The DXP4800 Plus at a glance
| Bays | 4 × 3.5-inch and 2.5-inch SATA |
|---|---|
| Maximum raw capacity | 144 TB 4 × 32 TB hard drives plus 2 × 8 TB NVMe, per the manufacturer |
| Processor | Intel Pentium Gold 8505 (5 cores, 6 threads) |
| Memory | 8 GB, DDR5 SO-DIMM (2 slots) 64 GB per the manufacturer |
| M.2 NVMe | 2 slots 2 × M.2 NVMe, usable as cache or as their own storage pool |
| Network | 1 × 10GbE and 1 × 2.5GbE |
| Operating system | UGOS Pro |
| RAID types | Basic, JBOD, RAID 0, RAID 1, RAID 5, RAID 6, RAID 10 |
Keep calculating
To see how much capacity is left after parity, the DXP4800 Plus capacity calculator is preset to its 4 bays and RAID types. For the DXP4800 Plus, the wider basics of choosing a drive are in the buying guides, where we also explain why CMR rather than SMR is mandatory in any RAID array.

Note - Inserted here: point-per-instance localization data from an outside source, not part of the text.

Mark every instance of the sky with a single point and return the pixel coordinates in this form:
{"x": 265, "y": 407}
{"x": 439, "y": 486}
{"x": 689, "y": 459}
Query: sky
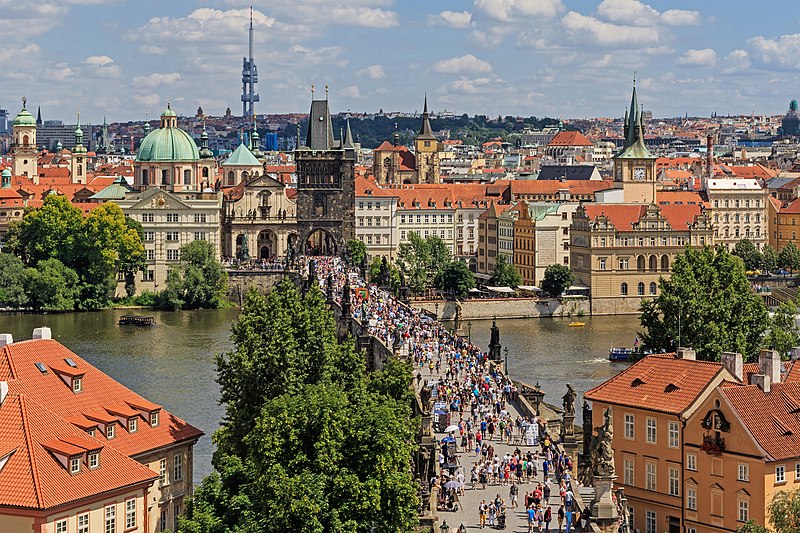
{"x": 557, "y": 58}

Frequently asked questions
Can I put third-party drives in the DXP4800 Plus?
Yes. UGREEN locks no drive brand on the DXP4800 Plus — its compatibility list is guidance, not a gate — so any CMR NAS drive works.
Which drives fit the DXP4800 Plus?
The DXP4800 Plus takes any 3.5-inch and 2.5-inch SATA drive; use a CMR NAS family rated for 24/7 duty such as IronWolf, WD Red Plus or Toshiba N300. On its 1 × 10GbE and 1 × 2.5GbE, a 7200 rpm Pro drive is worth the premium in the DXP4800 Plus.
How much capacity is usable in the DXP4800 Plus?
In the DXP4800 Plus, 4 × 8 TB in RAID 5 gives about 21.83 TiB usable and survives 1 drive failing; the balance is parity.
Can the DXP4800 Plus run Plex with hardware transcoding?
Yes. The DXP4800 Plus's Intel Pentium Gold 8505 (5 cores, 6 threads) includes Intel Quick Sync, which hardware-transcodes Plex including 4K HEVC, so it handles several streams at once without loading the CPU.
Is a Pro drive worth it in the DXP4800 Plus?
Yes. The DXP4800 Plus's 1 × 10GbE and 1 × 2.5GbE can carry the extra throughput of a 7200 rpm Pro drive, and in a 4-bay array that speed is real, not theoretical.

Devin Chua works out which drives, RAM and NVMe cache fit which NAS model at nasdrives.ca, and what the RAID choice means for usable capacity, checked against what is in stock on Amazon.ca.